Across sectors, organizations are increasingly recognizing that no single institution can meet the full range of needs facing students and communities today. Effective partnerships, grounded in shared goals, clear roles, and sustained collaboration, are essential for addressing complex challenges like access to education, workforce development, digital inclusion, and basic needs support. Libraries offer a compelling example of how this work can take shape.

Public and academic libraries often serve the same populations through different institutional structures. In both settings, libraries regularly serve students balancing coursework, jobs, and family responsibilities, as well as community members seeking reliable internet access, workforce resources, or a place to study and connect. These shared audiences and missions create natural opportunities for collaboration across institutions, yet there is limited guidance on how they can work together intentionally and effectively to support their community’s basic needs.

Today we are pleased to announce the publication of the Library Partnership Development Framework, designed to help libraries and other collaborative institutions build, strengthen, and sustain collaborations that support student success and community wellbeing.

The framework is the culmination of research conducted through the Maximizing Public-Academic Library Partnerships (PALP) project. Drawing on case studies, a national inventory of library websites, and an in-person, participatory design institute with librarians, project advisors, and community stakeholders, the project explored how collaborations between public and academic libraries develop and evolve, as well as the challenges and opportunities they encounter along the way.

What is the Library Partnership Development Framework?

While grounded in the context of public and academic libraries, the framework speaks to a broader need: how institutions can work together more effectively across organizational boundaries towards supporting basic needs. Partnership can take on many forms, from deeply integrated joint-use spaces that share facilities and governance, to more flexible arrangements that focus on coordinated programming or collaborations with community organizations. In libraries, these collaborations often address essential needs such as digital access, financial literacy, food security, or mental health support.

Rather than prescribing a single model, the framework recognizes that successful partnerships are shaped by local contexts, institutional priorities, and community needs. Its goal is to provide a flexible structure and helpful context that institutions and libraries alike can adapt to their own partnerships and collaborative styles.

The Library Partnership Development Framework is intended for librarians at all levels, from frontline staff to institutional and administrative leaders, who are exploring new collaborations or looking to strengthen and sustain existing ones. While the framework focuses on partnerships between public and academic libraries, its core principles may also be useful for libraries and other departments working with other campus units, community organizations, or regional networks committed to supporting student success and community wellbeing.

Building effective partnerships

The framework organizes partnership development into three interconnected phases: initiation, implementation, and sustainability. Each phase includes guiding core principles, key stakeholders, and practical questions that partners can use to align their goals, clarify responsibilities, and evaluate progress. Institutions can enter the framework at any point depending on where they are in their partnership, whether they are beginning conversations with potential partners or looking to expand and deepen long-standing relationships.

Concentric-circle framework showing stages of library partnerships: Initiation (establish strong, community-centered partnerships), Implementation (design and operationalize the partnership), and Sustainability (sustain mutually beneficial partnerships).
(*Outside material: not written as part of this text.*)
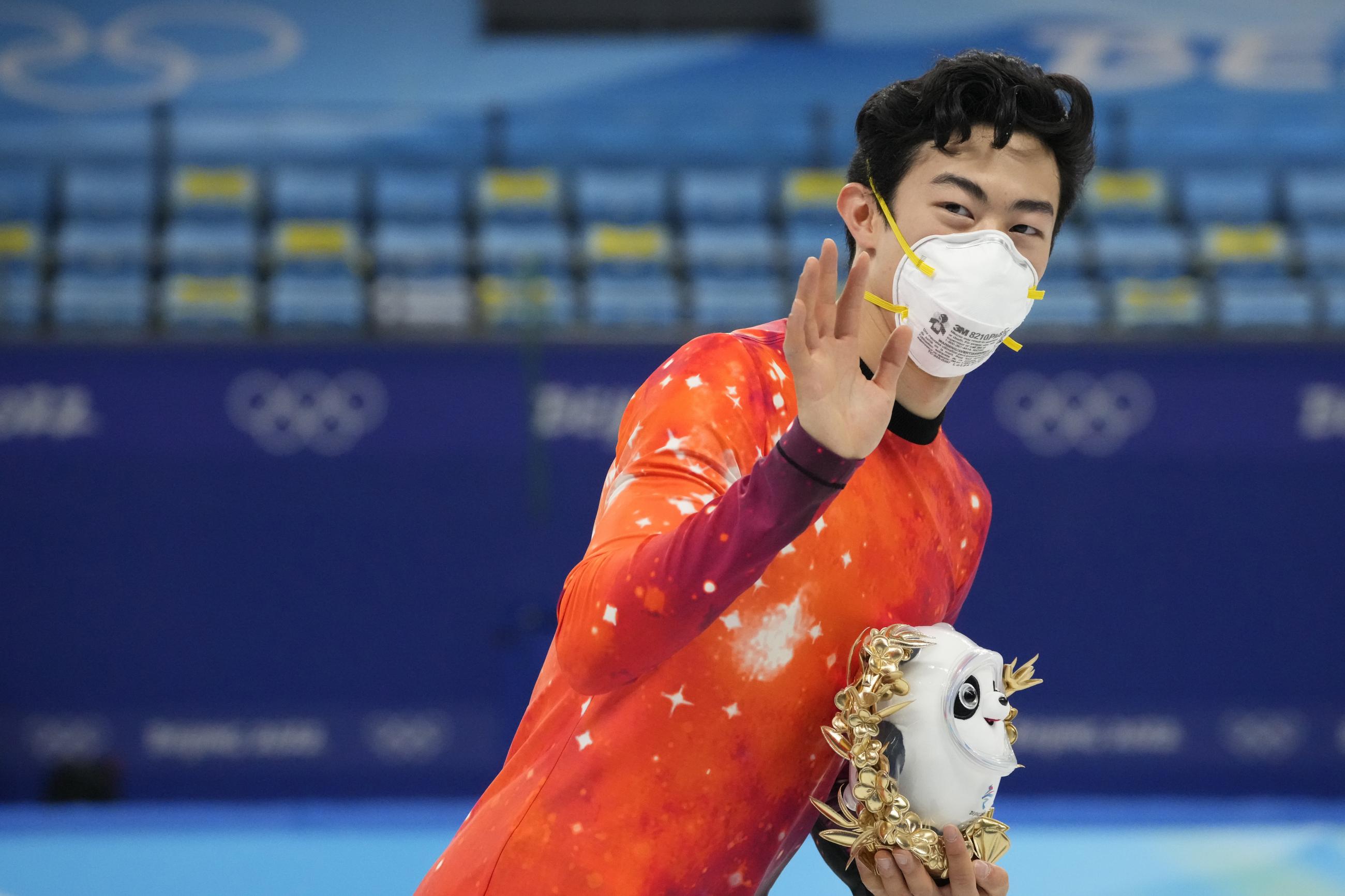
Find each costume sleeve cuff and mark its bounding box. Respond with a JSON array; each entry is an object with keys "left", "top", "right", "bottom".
[{"left": 775, "top": 418, "right": 863, "bottom": 489}]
Side panel lists core principles for each stage, including centering community voices, building communication rhythms, fostering accountability, aligning resources, and continuous adaptation.
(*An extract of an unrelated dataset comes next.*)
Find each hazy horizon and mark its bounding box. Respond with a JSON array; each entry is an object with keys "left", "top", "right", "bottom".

Importantly, the framework is designed to be iterative rather than linear. Partnerships evolve over time, and the framework encourages organizations and libraries to revisit earlier stages, refine their approach, and adapt to changing community needs. This flexibility makes the framework relevant not only for new collaborations, but also for strengthening and expanding existing partnerships.

Across our research, one theme emerged clearly: libraries are increasingly acting as connectors within broader ecosystems of education, basic needs services, and community support. This insight applies more broadly as well. When organizations collaborate across institutional boundaries, they can extend their reach, access new resources, and respond more effectively to the full range of needs their communities face. By collaborating with each other and with partners across sectors, libraries and other institutions can extend their reach, increase funding opportunities, and better address the interconnected needs that shape community success and wellbeing.

We hope this framework helps institutions move from informal collaboration to intentional partnership. By providing shared language, practical guidance, and real-world examples, it aims to support leaders and staff build relationships that are sustainable, responsive, and grounded in the needs of the communities they serve.